# Saved by the double Cut!



## finishesbykevyn (Apr 14, 2010)

So I don't hang a ton of paper. Maybe a few rooms a year. I show up to do this rush job last week. He only has 2 rolls of paper to do 15ft. x 8 ft. wall. and assures me they measured first. Ok.
I read the instructions for the paper which clearly stated "Straight Match". 
I figure there will maybe with no waste be just enough paper..
So I cut 9 strips of equal length. The last one being 6 inches short. Crap.
Oh well I say to myself. I hang the first piece realizing this paper is very easy to work with..As I go to hang the second strip I realize that this isn't a straight match at all, it's a drop match! Well, my heart drops into my stomach as I have now cut up $600 in wallpaper to the wrong lengths.!
Theoretically only every 2nd piece was short. lol. Luckily there was a beam to go around and a window to camouflage. So in a panic, I hung one of the short pieces up to the beam and double cut it to match up on the top 14 inches. The other one I did near the bottem of the window. Totally worked thank gawd! Anyhow, I blamed the shortfall on inaccurate measurement and shipping damage which was actually true, so he ended up getting a free roll shipped out. Haha. Man that wallpaper can be stressful. Why do I bother. I think I just love the punishment.


----------



## jennifertemple (Oct 30, 2011)

I never pre-cut. I match and cut every panel because it rarely matters what the label promises. On the other hand, I try hard to keep away from wallpaper these days. It is just to easy to get into trouble.


----------



## Gwarel (May 8, 2012)

We have all learned the first rule of paperhanging the same way you just did, never trust the label. I've seen the same thing you experienced, as well as mis-labeled pre-pasted paper and even installation instructions which were counter productive to say the least.


----------



## Fman (Aug 20, 2011)

I asked the union guys I broke in with what the secret to hanging paper was. 

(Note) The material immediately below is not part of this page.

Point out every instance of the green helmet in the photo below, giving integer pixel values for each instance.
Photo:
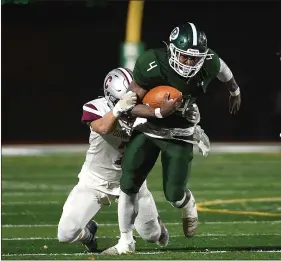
(187, 40)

_Simple. Pay someone else to do it._

That's all I needed to know.


----------



## RH (Sep 7, 2010)

Fman said:


> I asked the union guys I broke in with what the secret to hanging paper was.
> 
> _Simple. Pay someone else to do it._
> 
> That's all I needed to know.


Same with taking it down. I have two guys I refer customers to for removing it. Once it’s down, let me know and _then_ I’ll come do the painting.


----------



## finishesbykevyn (Apr 14, 2010)

I'm just too much of a curious cat. I love learning how to do things. Especially when there is a market for it. I've been painting so long that it's not as much of a challenge for me as it used to.. (within reason) I look at it as an avenue into the finishing trade as a whole.
Don't get me wrong. Repaints are my bread and butter and there is alot to it, but there are so many affiliated parts of the finishing trades that are so appealing. (wallpaper, furniture, cabinets, moldings, etc.) I'm a sucker for punishment and variety.


----------



## Tprice2193 (Oct 3, 2017)

@finishesbykevyn - You are a life long learner. One way you can learn is to try new things by taking on different jobs. Like you are doing now. Things that compliment your current skill set. Another way I stumbled on was buying distressed properties. You will have a wide spectrum of stuff you can do or you can hire it out. I like to do all the work I can and then rent them out. That way they pay youself every month! Good luck to you... I have fouñd it be a blessing to be a life long learner.


----------



## Woodco (Nov 19, 2016)

Hell, Ive had jobs where I screwed up and had to double cut a 6 inch piece on the top of every strip...


----------



## Vinyl 54X (Mar 12, 2019)

Woodco said:


> Hell, Ive had jobs where I screwed up and had to double cut a 6 inch piece on the top of every strip...


The old flying Dutchman.


----------



## Totally Off The Wall (May 1, 2020)

Noticed the *removal* comment from moderator, RH: I’m new here and wallpaper removal is *ALL* that I do (semi-retired Master Paperhanger - U.S. School of Professional Paperhanging, Rutland VT). If you have general questions there are some blog posts on my website totallyoffthewall.com and if you have a large job >$6,000, I can travel. BTW, “Hi!”; this is my first post!


----------



## finishesbykevyn (Apr 14, 2010)

Totally Off The Wall said:


> Noticed the *removal* comment from moderator, RH: I’m new here and wallpaper removal is *ALL* that I do (semi-retired Master Paperhanger - U.S. School of Professional Paperhanging, Rutland VT). If you have general questions there are some blog posts on my website totallyoffthewall.com and if you have a large job >$6,000, I can travel. BTW, “Hi!”; this is my first post!


So you spent most of your carreer hanging paper, now your getting paid again to take it down. Brilliant! Love the name btw.


----------



## BigCountryPainting (May 6, 2020)

Hello all. Kevy, what do you mean by double cut? Iv'e hung very minimal paper back 20yrs ago. But hung alot of commercial vinyl back in the day. I may know what your talking about but just not up to date on wording I guess. Just curious for learning. Thanks


----------



## finishesbykevyn (Apr 14, 2010)

BigCountryPainting said:


> Hello all. Kevy, what do you mean by double cut? Iv'e hung very minimal paper back 20yrs ago. But hung alot of commercial vinyl back in the day. I may know what your talking about but just not up to date on wording I guess. Just curious for learning. Thanks


Big Country. A Double cut, (Atleast what I call it) is when you overlap your paper, instead of butting, and then cut through both pieces to create your butt seam. Pulling out the extra piece underneath of course.
I would think this was common practice in commercial vinyl. Especially when wrapping outside corners.


----------



## Vinyl 54X (Mar 12, 2019)

BigCountryPainting said:


> Hello all. Kevy, what do you mean by double cut? Iv'e hung very minimal paper back 20yrs ago. But hung alot of commercial vinyl back in the day. I may know what your talking about but just not up to date on wording I guess. Just curious for learning. Thanks


Busting Seams!


----------